Last week, his body was taken to his burial plot by a horse-drawn caisson. Navy jets did a flyover in his honor. The Washington Post ran a fine story (with four pictures) the next day, headlined “The defiant POW is free.”

Eleven former POWs attended the services and I talked to four of them. What I learned was surprising, but it shouldn’t have been. Studies found that nearly a third of Vietnam veterans have suffered from PTSD, a lingering psychological effect of war duty. But only a small fraction of POWs have.

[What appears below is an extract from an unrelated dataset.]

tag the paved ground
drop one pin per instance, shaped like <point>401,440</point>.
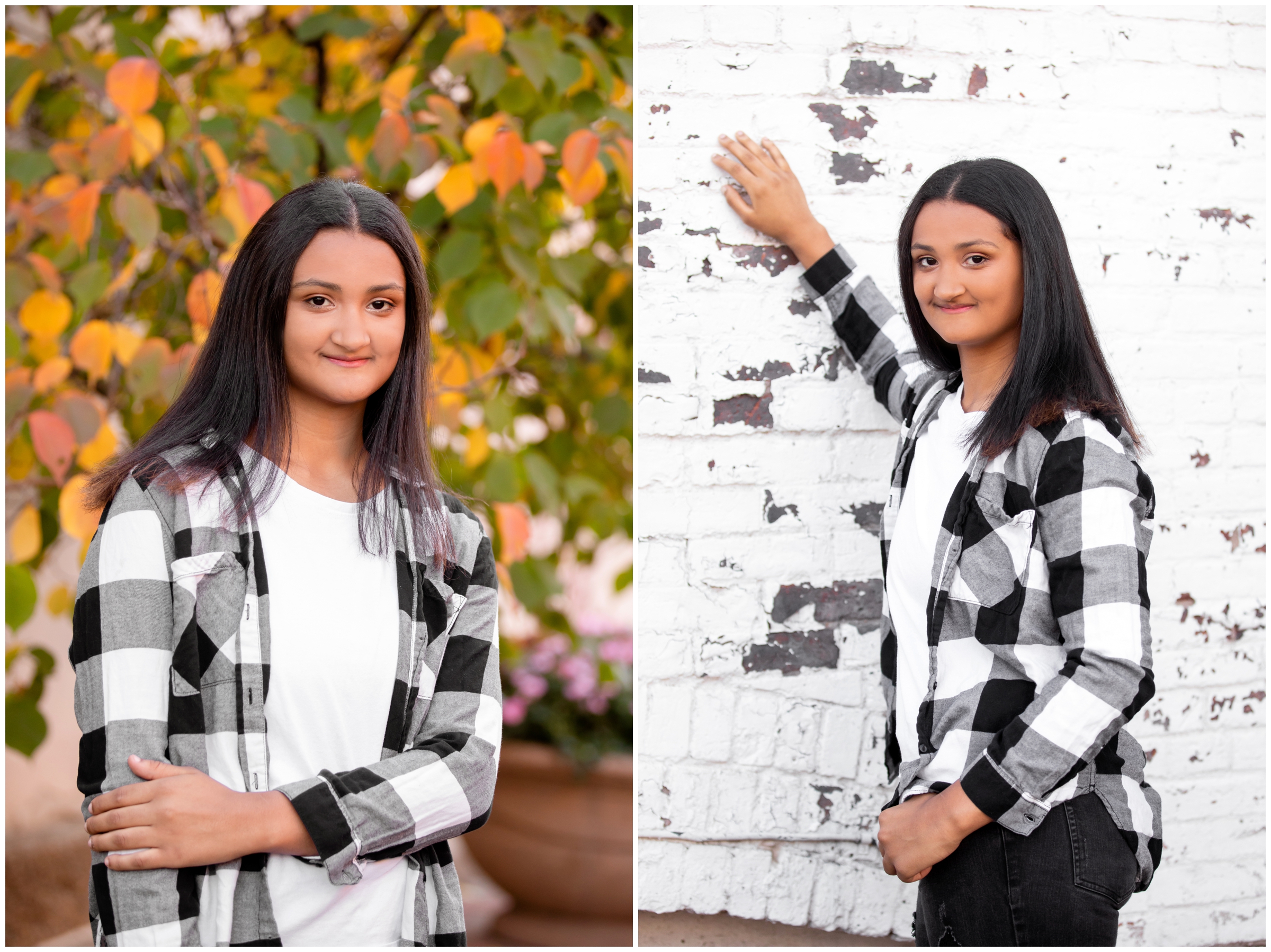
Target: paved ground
<point>685,928</point>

What’s the explanation? It’s not just that extreme misery—the constant beatings, the isolation, the purposely broken bones—brought them together. The larger reason is strong and resourceful leadership, a chain of command in which every prisoner had a place. And one more thing: The POWs were singularly brave men, committed to their mission and their country. Long imprisonment and torture couldn’t shatter that.

The honor given to Denton left me with a worry. The Korean War has been called the forgotten war. Now I fear the Vietnam war faces the same fate, remembered more for the photo of Jane Fonda sitting on the barrel of a North Vietnamese gun than for the courage of hundreds of POWs hidden from cameras. I think the leadership, honor, and unbroken spirit of our POWs transcends the war itself.

An epilogue: Republicans had encouraged another candidate when Denton decided to run for the Senate in 1980. He got the nomination, though some feared he couldn’t win. Denton said God had told him to run, but didn’t say he had to win. He won by 40,000 votes.